GraceKennedy records flat nine-month profit
Conglomerate GraceKennedy Limited saw total revenues rising to $69.3 billion for the nine months ended September 30, a four per cent increase over the $66.65 billion for the corresponding period in 2016.
Net profit remained flat, increasing by 1.4 per cent to $3.75 billion, compared with $3.7 billion at the end of September 2016. Profit would have been weaker were it not for non-recurring gains of $455 million in relation to the acquisition of Consumer Brands and the liquidation of non-operating subsidiaries, according to the report accompanying the financials.
"Without these gains, net profit for the current period would have been higher than the corresponding period of 2016 by 0.7 per cent," the company said.
The report for the three-month period ended September showed revenues up by $567.85 million or 56.9 per cent to $1.56 billion over the corresponding period in 2016. Group CEO Don Wehby attributes the company's performance to focus and discipline in executing the company's strategy. The group's initiatives included the acquisition of Consumer Brands.
"We are quite optimistic about Consumer Brands and its capacity to add value to our shareholders. We have made, at the outset, a non-recurring gain of $418.5 million on the acquisition. We expect the business to continue to do well, given its knowledgeable and competent team and the Proctor and Gamble portfolio of products," Wehby said.
The impact of one-off gains have figured largely at Grace over the last two years. Group Chief Financial Officer Frank James explained the impact of non-recurring gains on the net profit as he co-hosted an investors briefing via live stream audio earlier this week
"In 2016, a non-recurring gain was attributable to the liquidation of non-operating subsidiaries. In 2017, we recorded $455 million in non-recurring gains due to liquidation of non-operating subsidiaries and an acquisition.
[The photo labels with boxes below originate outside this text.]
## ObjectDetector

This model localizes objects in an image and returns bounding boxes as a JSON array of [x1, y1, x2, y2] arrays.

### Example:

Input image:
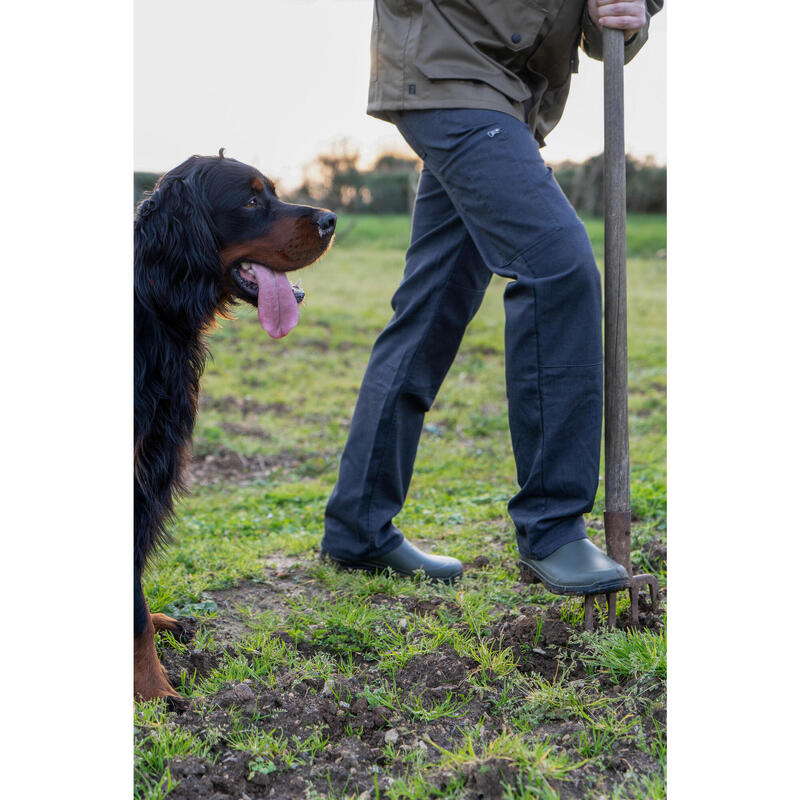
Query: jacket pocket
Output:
[[467, 0, 560, 53], [414, 0, 547, 102]]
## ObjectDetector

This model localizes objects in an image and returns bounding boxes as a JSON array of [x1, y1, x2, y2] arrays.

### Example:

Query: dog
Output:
[[133, 150, 336, 710]]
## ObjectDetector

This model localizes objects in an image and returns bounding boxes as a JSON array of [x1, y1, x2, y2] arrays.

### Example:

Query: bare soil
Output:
[[147, 559, 663, 800]]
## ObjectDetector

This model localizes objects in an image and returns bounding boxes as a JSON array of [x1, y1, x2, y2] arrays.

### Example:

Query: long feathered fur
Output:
[[134, 159, 230, 572]]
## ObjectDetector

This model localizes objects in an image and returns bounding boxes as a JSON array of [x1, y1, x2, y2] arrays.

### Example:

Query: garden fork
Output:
[[583, 28, 658, 631]]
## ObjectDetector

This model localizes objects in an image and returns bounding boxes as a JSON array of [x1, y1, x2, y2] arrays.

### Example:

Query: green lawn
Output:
[[137, 215, 666, 798]]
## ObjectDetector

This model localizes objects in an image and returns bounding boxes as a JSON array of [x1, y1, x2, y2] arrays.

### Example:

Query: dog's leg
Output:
[[133, 575, 189, 711], [150, 613, 194, 644]]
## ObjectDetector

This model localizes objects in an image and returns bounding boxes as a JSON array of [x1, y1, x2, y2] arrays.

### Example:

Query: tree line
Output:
[[134, 140, 667, 216]]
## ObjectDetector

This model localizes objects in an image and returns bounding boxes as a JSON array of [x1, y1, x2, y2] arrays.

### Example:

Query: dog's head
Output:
[[134, 151, 336, 338]]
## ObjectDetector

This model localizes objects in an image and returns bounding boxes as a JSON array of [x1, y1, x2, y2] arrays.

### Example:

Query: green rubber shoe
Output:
[[323, 539, 463, 583], [519, 539, 630, 594]]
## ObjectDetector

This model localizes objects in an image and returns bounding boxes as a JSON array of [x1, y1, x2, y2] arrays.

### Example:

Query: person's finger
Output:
[[600, 17, 644, 31]]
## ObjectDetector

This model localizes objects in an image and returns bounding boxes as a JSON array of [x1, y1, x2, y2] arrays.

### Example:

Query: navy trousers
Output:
[[322, 109, 603, 561]]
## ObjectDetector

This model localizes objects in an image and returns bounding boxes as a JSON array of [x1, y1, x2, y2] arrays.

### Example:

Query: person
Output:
[[321, 0, 663, 594]]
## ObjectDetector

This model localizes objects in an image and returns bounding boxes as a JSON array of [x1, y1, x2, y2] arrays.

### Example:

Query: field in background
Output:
[[136, 215, 666, 800]]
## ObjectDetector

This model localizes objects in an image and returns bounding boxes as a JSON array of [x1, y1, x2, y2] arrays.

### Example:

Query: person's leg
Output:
[[396, 109, 603, 559], [322, 169, 491, 562]]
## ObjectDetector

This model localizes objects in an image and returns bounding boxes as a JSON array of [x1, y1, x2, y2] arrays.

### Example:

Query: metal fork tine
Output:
[[583, 594, 594, 632], [606, 592, 617, 630]]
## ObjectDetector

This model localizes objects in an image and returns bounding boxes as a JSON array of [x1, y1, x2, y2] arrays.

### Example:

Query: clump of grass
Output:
[[579, 629, 667, 684], [134, 702, 214, 800]]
Without these gains, net profit would have been higher than the corresponding period of 2016 by 0.7 per cent. For Q3 2017, without the one-off gains, net profit for the three months ended September 2017 would have increased by 14.6 per cent over prior year," James said.
Profits from all segments
Shareholders will receive a dividend of 45 cents per stock unit, bringing dividends year-to-date to $1.13, an 11 per cent increase over the corresponding period last year, according to James.
All segments of the group posted gains, except the insurance arm. The Food Trading segment, which includes operations in Jamaica, Canada, the United States, United Kingdom, and Ghana posted increases. Wehby highlighted growth in the Florida and Georgia markets for GraceKennedy Foods (USA) LLC and expanded relationships with Costco Wholesale and other retailers in western Canada for Grace Foods Canada.
Grace Foods Latin America and the Caribbean, according to Wehby, continues to be affected by the slow recovery of corned beef sales following a ban on the sale and distribution in several markets in March 2017. Hurricanes Irma and Maria disrupted operations on St Maarten, British Virgin Islands and Dominica, Wehby told the briefing.
He said the impact was also felt in the insurance arm. That segment, he said, declined in both revenue and pre-tax profit when compared to the corresponding period of 2016. This outcome
was influenced by reduced investment returns and increased claims activity from Caribbean territories that were affected by hurricanes in September.
Meanwhile, First Global Bank (FGB) experienced growth, driven mainly by net interest income and higher gains on securities sold when compared to the same period in 2016. Wehby said lower provisions against loan losses also contributed to the favourable performance as the bank continues to focus on delinquency management. FGB's new direction includes branch expansion through FGB Money Link.
The Money Services segment, through GraceKennedy Money Services, reported growth in both revenue and pre-tax profit over the corresponding period of 2016. This was due to increased transaction volumes in the remittance business, most notably in Trinidad and Tobago, Cayman and Guyana.